June 17, 2008 at 9:41 am
silbey
I was born on a Bloomsday which was also a Father’s Day. What that means I have to live up to, I’m not sure.
June 17, 2008 at 9:43 am
eric
Happy birthday, Father Bloom.
June 17, 2008 at 9:45 am
Vance Maverick
What Eric said — but I would not advise Silbey to read the coincidence as meaningful. (Bloom’s only son died young.)
June 17, 2008 at 10:16 am
silbey
(Bloom’s only son died young.)
Eek. Right, that’s it. My daughter’s going to live in a pressurized bubble from now on.
June 17, 2008 at 12:47 pm
Doug
The course I always wanted to teach, positing of course a career as a professor in the appropriate discipline (and leaving comments about inappropriate discipline by the wayside) was Modern Odysseys: Joyce, Kazantzakis, Walcott.
June 17, 2008 at 1:20 pm
matt w
Joyce, Kazantzakis, Walcott.
…and the Coen Brothers.
Actually I think Walcott’s Omeros is much more of an Iliad. Or, well, a lot of it is sort of like the Odyssey, but it seems to be mostly based on the Hector and Achilles and Helen characters.
June 17, 2008 at 5:39 pm
kid bitzer
on the name, i seem to recall that greek “odysseus” was transformed into latin “ulysses” primarily through the mediation of etruscan.
no, i’m not shitting you. i mean, there’s a good chance i’m wrong, of course, but i’m at least sincere.
as i recall, etruscan quite regularly represented greek d-sounds by etruscan l-sounds, and this is just another instance. and then the latins just got it from the etruscans.
June 17, 2008 at 6:46 pm
urbino
Silly Etruscans. Why can’t everybody just speak English, like everybody else?
June 17, 2008 at 7:04 pm
andrew
I think you mean: Silly Etruscans, Ulixe is for kids.
June 18, 2008 at 10:48 am
Martin G.
You’re forgetting (I think – I didn’t real all the comments) the reason that Joyce chose that particular day for Bloomsday. Apparently, he and his wife Nora had their first date on that date.
(Also, some claim that she gave him, um, manual relief, that day, which is why Bloom comasturbates in the Sirens. Actually, that’s false, the infamous handjob was in August.)
(Man, I knew that liberal arts education would come in handy someday.)

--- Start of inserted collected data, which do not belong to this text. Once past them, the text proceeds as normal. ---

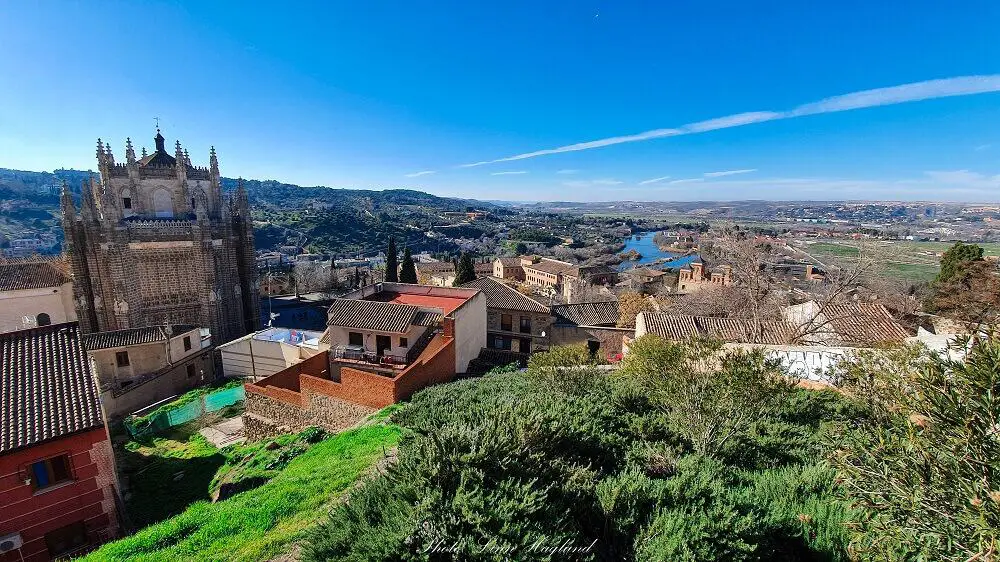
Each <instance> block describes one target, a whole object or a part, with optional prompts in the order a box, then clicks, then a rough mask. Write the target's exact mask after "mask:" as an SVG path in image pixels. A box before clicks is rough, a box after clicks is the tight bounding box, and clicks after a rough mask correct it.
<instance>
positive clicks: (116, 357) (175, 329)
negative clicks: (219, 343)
mask: <svg viewBox="0 0 1000 562" xmlns="http://www.w3.org/2000/svg"><path fill="white" fill-rule="evenodd" d="M203 331H204V332H207V331H208V330H207V329H205V330H203V329H202V328H199V327H197V326H190V325H170V324H166V325H162V326H144V327H141V328H126V329H124V330H115V331H111V332H95V333H91V334H85V335H83V336H82V342H83V347H84V349H86V350H87V355H88V356H90V359H91V366H92V370H93V374H94V376H95V377H96V379H97V385H98V390H99V391H100V394H101V404H102V405H103V406H104V412H105V415H106V416H107V417H108V418H118V417H122V416H125V415H128V414H131V413H132V412H134V411H136V410H140V409H142V408H144V407H146V406H148V405H150V404H154V403H156V402H159V401H161V400H165V399H167V398H171V397H173V396H177V395H179V394H183V393H184V392H186V391H188V390H191V389H192V388H194V387H196V386H201V385H204V384H206V383H208V382H211V381H212V380H214V379H215V366H214V365H215V363H214V361H213V359H212V340H211V337H210V336H209V334H207V333H204V334H203V333H202V332H203Z"/></svg>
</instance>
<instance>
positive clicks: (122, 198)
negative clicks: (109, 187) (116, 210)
mask: <svg viewBox="0 0 1000 562" xmlns="http://www.w3.org/2000/svg"><path fill="white" fill-rule="evenodd" d="M122 210H123V211H125V213H124V214H125V216H126V217H128V216H132V215H133V214H135V213H134V211H132V192H131V191H130V190H129V189H127V188H126V189H123V190H122Z"/></svg>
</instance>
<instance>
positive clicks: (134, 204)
mask: <svg viewBox="0 0 1000 562" xmlns="http://www.w3.org/2000/svg"><path fill="white" fill-rule="evenodd" d="M154 142H155V146H156V149H155V151H154V152H153V153H152V154H148V155H147V154H146V149H145V148H143V149H142V155H141V156H140V157H139V158H136V154H135V150H134V149H133V147H132V142H131V140H130V139H129V140H126V144H125V162H124V163H117V162H115V157H114V154H113V153H112V151H111V147H110V145H104V144H103V143H102V142H101V140H100V139H98V141H97V164H98V169H99V170H100V180H99V181H97V180H95V179H93V178H92V179H91V180H90V182H89V184H88V183H84V185H83V189H82V194H81V203H80V208H79V209H77V208H76V207H75V205H74V203H73V198H72V196H71V194H70V193H69V190H68V189H67V188H66V187H65V186H64V188H63V194H62V215H63V216H62V222H63V230H64V233H65V242H64V250H65V253H66V255H67V257H68V258H69V262H70V265H71V267H72V272H73V280H74V283H73V285H74V299H75V303H76V310H77V317H78V319H79V322H80V327H81V329H82V330H83V332H84V333H89V332H103V331H110V330H122V329H126V328H136V327H143V326H151V325H163V324H190V325H196V326H202V327H207V328H210V329H211V332H212V340H213V342H214V343H216V344H218V343H221V342H225V341H229V340H232V339H235V338H237V337H239V336H242V335H244V334H246V333H248V332H250V331H253V330H256V329H257V328H258V327H259V324H260V303H259V299H258V296H257V295H258V281H257V275H256V262H255V255H254V244H253V223H252V221H251V220H250V209H249V203H248V201H247V194H246V190H245V189H244V187H243V184H242V182H240V185H239V188H238V189H237V191H236V193H235V195H233V196H232V197H226V196H225V195H224V194H223V193H222V183H221V176H220V174H219V161H218V158H217V157H216V154H215V148H214V147H213V148H212V149H211V151H210V153H209V166H208V167H207V168H204V167H196V166H193V165H192V164H191V158H190V156H189V155H188V152H187V151H186V150H182V149H181V144H180V141H177V143H176V145H175V149H174V154H173V156H171V155H170V154H168V153H167V151H166V149H165V147H164V138H163V135H161V134H160V131H159V130H158V129H157V131H156V137H155V138H154Z"/></svg>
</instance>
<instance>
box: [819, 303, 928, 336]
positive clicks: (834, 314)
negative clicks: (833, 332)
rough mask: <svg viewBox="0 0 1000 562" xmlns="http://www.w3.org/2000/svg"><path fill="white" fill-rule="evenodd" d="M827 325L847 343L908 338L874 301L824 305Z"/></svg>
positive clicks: (877, 303)
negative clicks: (831, 304) (827, 321)
mask: <svg viewBox="0 0 1000 562" xmlns="http://www.w3.org/2000/svg"><path fill="white" fill-rule="evenodd" d="M823 316H825V317H826V318H827V320H828V321H829V323H830V327H831V328H832V329H833V331H834V332H836V333H837V335H838V336H839V337H840V339H841V340H842V341H843V342H844V343H845V344H847V345H868V344H874V343H881V342H901V341H903V340H905V339H906V338H907V337H909V335H910V334H909V333H908V332H907V331H906V329H905V328H903V326H902V325H900V324H899V322H896V319H895V318H893V317H892V314H890V313H889V311H888V310H887V309H886V308H885V307H884V306H882V305H881V304H878V303H850V304H835V305H827V306H826V307H825V308H824V309H823Z"/></svg>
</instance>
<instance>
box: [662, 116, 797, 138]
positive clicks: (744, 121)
mask: <svg viewBox="0 0 1000 562" xmlns="http://www.w3.org/2000/svg"><path fill="white" fill-rule="evenodd" d="M782 117H784V115H782V114H781V113H775V112H773V111H751V112H748V113H737V114H736V115H729V116H727V117H717V118H715V119H709V120H708V121H699V122H697V123H691V124H689V125H684V126H683V127H681V128H682V129H684V131H686V132H688V133H705V132H708V131H714V130H716V129H729V128H731V127H741V126H743V125H751V124H753V123H763V122H764V121H773V120H775V119H781V118H782Z"/></svg>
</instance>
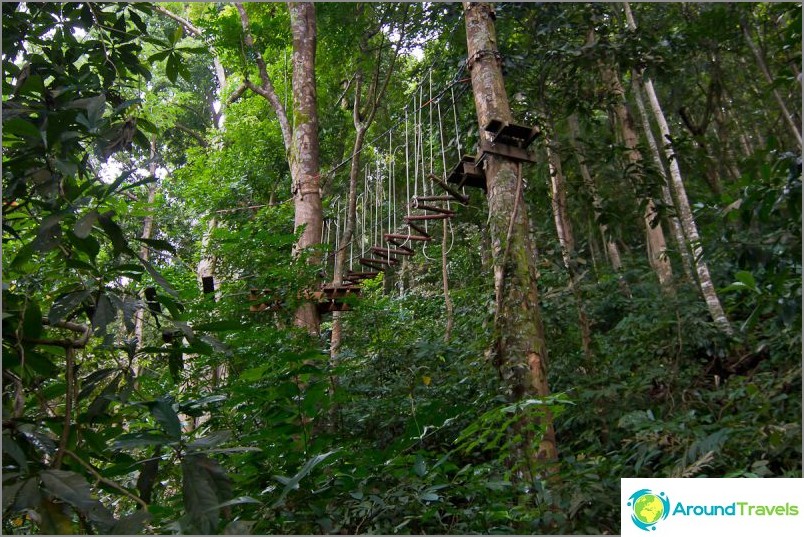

Also worth reading: their love letters. Well, really more a slow kind of phone sex. They’re online.
June 20, 2008 at 10:07 am
Ray Davis
Regarding Bloom as father: it’s true that son Rudy died young, but daughter Milly is alive, well, loving, and headed for trouble.
June 24, 2008 at 5:11 pm
bob mcmanus
Way late to this thread, but I can’t resist
1) I am pretty sure Joyce has a one-paragraph summary of Ulysses in Ulysses. Around fifty words. I though it was in Aeolus, but can’t find it
2) Hugh Kenner proved to my satisfaction that the affair with Boylan was not consummated e.g. Bloom colliding with the furniture.
3) To say Ulysses is about Bloom’s fear or acceptance of cuckoldry, except as metaphor for what Joyce feared academics would do to his book, is to completely miss the point. The narrative is not what the book is about. Very much like saying Les Demoiselle d’Avignon is a portrait of of five prostitutes. Philistine.